危なっ! 弁当の上に落ちたからいいけど。床だったら終わってたぞ。


えっと・・・・・・それよりなんだっけ?

桜と付き合ってるか・・・・・・か。


「うん、まあ一応。俺はそのつもりだけど。どうかしたのか?」

「いや、お前ら恋人らしいことしてないから気になったんだ。最近二人で話してすらいないだろ」


ああ、言われてみれば話してない気がする。

俺は忙しかったからな。しょうがないよな。

確か、無茶はしないようにって内容のメールが何回か来てたけど。

それくらいか。話したの。


「まあ、理沙との約束があるしな。五月中は恋人らしいことはしないことにしてるんだ。って言ってもあと二日だけどな」


付き合ってから1ヶ月誰とも付き合わない。

これが理沙が出したハーレムの条件だ。

速攻で破って桜と付き合ったんだけど、多分バレてないし大丈夫だ。


しかも次は六月だ。

梅雨の時期。それは────


「そろそろ透けブラの時期だな! もうこれが楽しみ過ぎて夜も寝られねぇよ」


そう! 雨が降るということはワイシャツが透ける可能性があるということ。

しかもジメジメして暑い梅雨のならば自然とワイシャツ姿の女子が増える。


白いワイシャツの中に見えるブラジャー。

そして短いスカート。

今の俺にとって最高の時期かもしれない。


だが白泉はため息をついて言った。


「雨降ったらカッパ着るだろ、普通。そうじゃなくてもインナー着てる奴が多くなるだろ」


確かに白泉の言う通りだ。

だが────


「それはそれでいいだろ。壁が大きい程見えた時の喜びが大きくなるんだから!」


それにTシャツっていうのも結構好きだぜ、俺は。

見えないから感じるエロっていうのもあると思うんだ!


「さすがについていけない。俺は一生裸に興奮する初心者でいい」


白泉にはわからないみたいだ。

残念だ、わかってくれると思ったんだが。


「俺の目標は理沙にチャイナ服とニーソックスを履かせることだからな。舐めるなよ」

「お前、そろそろ気持ち悪いぞ。そういうの頭の中だけにしとけ。本気で女子から嫌われるからな」

「既に俺の人気は地に落ちてるんだよ、先輩たちのせいで」


「悪かったわね、あなたが嫌われる原因で」


隣に来た先輩が嫌味な声を上げた。


理沙と御剣もいる。

珍しいな、御剣がいるなんて。

いつもは来ないのに。

どうやら御剣はエロトークは苦手らしいからな。

俺たちのエロトークは小学生並のレベルだから嫌がられるのは当たり前かもしれないけど。
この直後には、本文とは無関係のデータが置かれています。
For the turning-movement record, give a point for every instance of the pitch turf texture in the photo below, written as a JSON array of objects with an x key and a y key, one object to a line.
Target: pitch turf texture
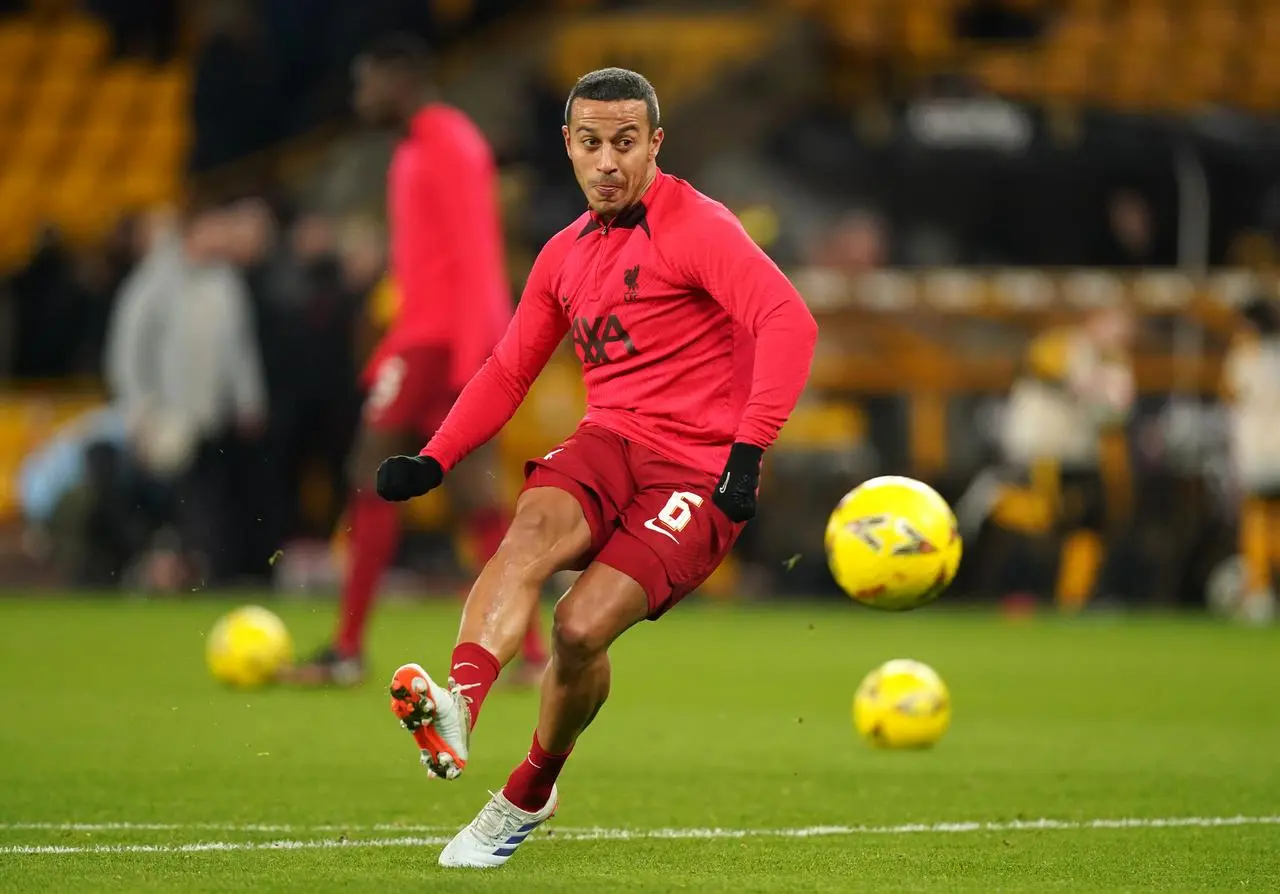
[{"x": 1105, "y": 755}]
「私はチャイナ服は遠慮しとくわ。ニーソックスなら履けるけど」

「充分です! ついでにガーターベルトもお願いします」


理沙にそう答える。


また楽しみが増えた気がする。

もう最近はいい事が沢山起こる。

最高の気分だ。


「あと先輩が原因で嫌われてるって言うのは嘘ですから。俺が悪いところもありますし」


そう火野村先輩に言うが先輩は頬を膨らませたままだ。


この学校で人気がある二人と知り合いで片方と付き合ってるなら目の敵にされるのは当然のことだ。

しかも桜とも付き合ってるんだから尚更だな。


「そうだ、春。あなた、サタナキア様と戦ったらしいわね」


先輩の言葉でハンバーグが喉に詰まった。


なんでそれを!?

昨日まで知らなかったはずなのに・・・・・・。


「お兄様が喜んでたわ。義弟おとうとの初勝利だと」


あの人のせいか!

まったくほんとにやめて欲しいな、あの人。

しかも弟ってなんだ?

あの人の家族になったつもりはないぞ。


「すいません。迷惑をかけました。でも間違ったことをしたつもりはありません」

「ええ、わかってるわ。正直、怒りたいけど我慢してあげる。無事に連れ戻せたから。でも・・・・・・もう二度としちゃ駄目よ」

「はい、わかりました」


そう先輩に答えて笑う。


こんな日常がずっと続けばいいのに。

そう思えてしかたがなかった。


そう・・・・・・この時はそう思ってた。